Em 2008 quais os cálculos que valerão: os do MEC, cuja base de utilizada não temos acesso, ou os cálculos elaborados com os números das universidades, publicados em documentos e disponíveis na internet? Outra questão: se os indicadores não forem alcançados na sua totalidade, receberemos a parte proporcional ao cumprimento ou não receberemos coisa alguma?
Nós professores devemos assinar esse cheque em branco até 29 de outubro? Ou vamos tentar esclarecer melhor essa proposta? Será que, se todas as nossas questões forem respondidas e colocadas por escrito em um documento, teremos garantia do cumprimento imediato, ou será que como em nossas negociações salariais o recurso será parcelado em suaves prestações pelos próximos anos, além do parcelamento já combinado para os próximos cinco? O governo promete parcelas por ano, mas será que pagará no mesmo ano em que forem cumpridos os compromissos que avaliamos como draconianos?
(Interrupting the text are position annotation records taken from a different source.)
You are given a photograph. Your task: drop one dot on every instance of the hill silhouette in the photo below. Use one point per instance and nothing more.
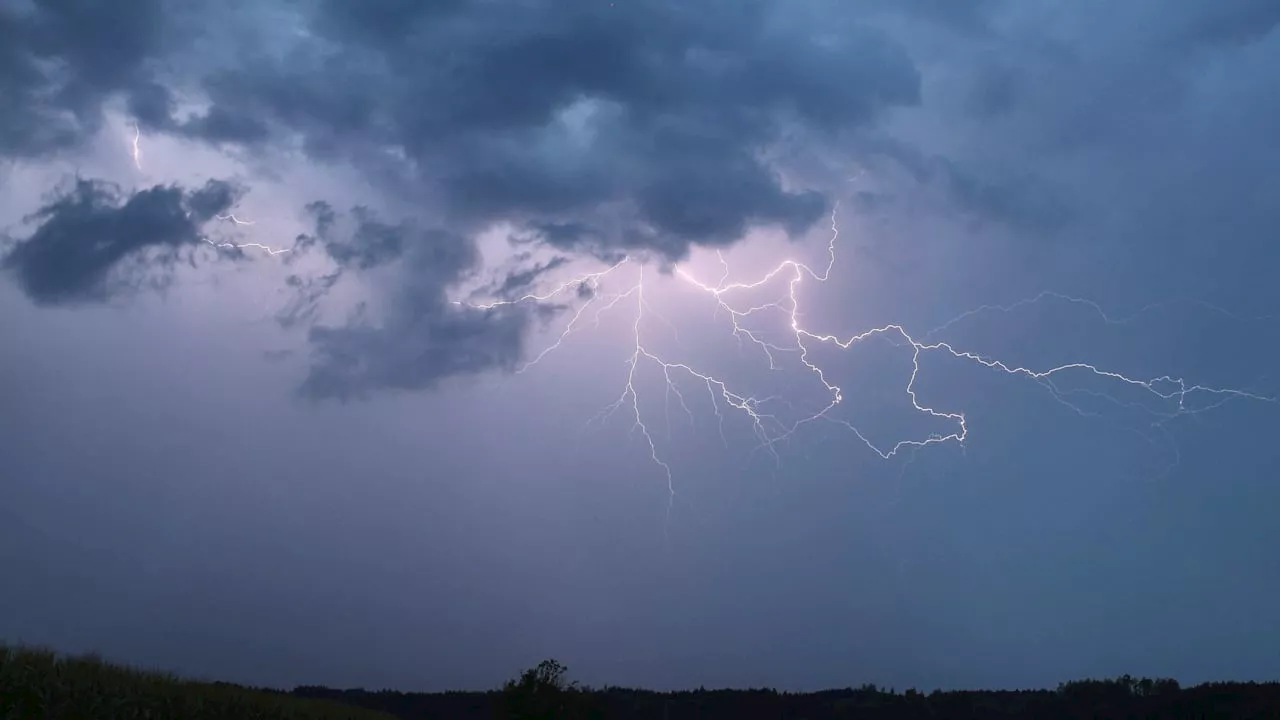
(40, 684)
(544, 693)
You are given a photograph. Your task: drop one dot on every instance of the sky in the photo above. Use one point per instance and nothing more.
(794, 343)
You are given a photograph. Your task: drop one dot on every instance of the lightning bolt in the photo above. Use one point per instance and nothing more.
(137, 150)
(243, 245)
(801, 341)
(232, 218)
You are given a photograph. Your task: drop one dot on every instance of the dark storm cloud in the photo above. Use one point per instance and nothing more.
(549, 112)
(87, 233)
(423, 337)
(62, 60)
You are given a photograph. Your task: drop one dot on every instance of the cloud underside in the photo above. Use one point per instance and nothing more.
(588, 126)
(87, 238)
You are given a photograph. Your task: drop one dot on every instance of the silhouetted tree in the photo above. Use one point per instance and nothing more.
(540, 693)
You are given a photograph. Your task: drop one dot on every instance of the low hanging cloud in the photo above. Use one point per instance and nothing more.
(632, 114)
(423, 337)
(585, 126)
(82, 238)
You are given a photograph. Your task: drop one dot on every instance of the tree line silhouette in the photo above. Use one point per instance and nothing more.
(545, 693)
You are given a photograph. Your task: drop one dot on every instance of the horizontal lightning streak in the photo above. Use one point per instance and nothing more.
(768, 428)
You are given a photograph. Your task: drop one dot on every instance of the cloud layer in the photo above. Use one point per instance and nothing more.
(85, 237)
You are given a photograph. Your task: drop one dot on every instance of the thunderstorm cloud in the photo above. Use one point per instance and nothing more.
(85, 236)
(588, 127)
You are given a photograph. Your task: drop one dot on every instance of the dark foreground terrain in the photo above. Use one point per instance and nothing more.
(40, 684)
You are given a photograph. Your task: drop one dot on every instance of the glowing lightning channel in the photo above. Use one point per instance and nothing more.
(243, 245)
(137, 150)
(234, 219)
(767, 427)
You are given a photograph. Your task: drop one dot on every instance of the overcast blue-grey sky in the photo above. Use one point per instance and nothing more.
(265, 413)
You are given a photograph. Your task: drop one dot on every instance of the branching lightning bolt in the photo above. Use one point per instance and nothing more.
(767, 427)
(232, 218)
(137, 150)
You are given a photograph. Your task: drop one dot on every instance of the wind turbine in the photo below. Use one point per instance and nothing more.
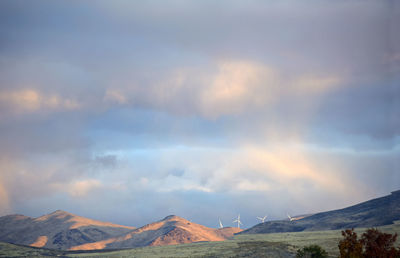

O governo federal previu no projeto de Lei Orçamentária Anual (LOA) para 2008, recentemente encaminhado para a apreciação do Congresso Nacional, a importância de R$ 480 milhões para a implementação do Reuni, discriminados conforme o quadro abaixo reproduzido do referido projeto:
Por ele podemos notar que existe a previsão de cerca de R$ 174 milhões alocados no GND 3 ODC (Grupo de Natureza da Despesa 3 – Outras Despesas Correntes) e cerca de R$ 306 milhões alocados no GND 4 INV (Grupo de Natureza da Despesa 4 – Investimentos). Não há nenhum recurso previsto no projeto da LOA 2008 para o GND 1 – Pessoal e Encargos Sociais dentro do Reuni. Portanto, não há previsão orçamentária para contratação de professores ou servidores técnico-administrativos dentro do Reuni para 2008.
Finalmente pensando no sistema federal de ensino superior, percebemos, analisando os dados de matrícula projetada pelo MEC, para as universidade médias e pequenas, que elas terão muito maior dificuldade de cumprir as metas do Reuni do que instituições como a UFSC. Muitas precisarão crescer até três vezes mais suas matrículas na graduação por falta de uma pós-graduação estruturada. Será que essas universidades ficarão então apenas com o papel de instituições de ensino se distinguindo daquelas instituições de pesquisa? E será que nas instituições de pesquisa todos os centros poderão fazer pesquisa ou alguns serão sacrificados com expansão das matrículas para preservar aqueles cuja matriz demonstra maior produtividade na pesquisa? Evidentemente porque eles dispõem de recursos privilegiados pelo sistema e não por má vontade dos professores que produzem pesquisa com parcos recursos e muitas vezes mantêm com seus próprios salários o material de consumo e equipamentos para manter atividades de ensino e pesquisa!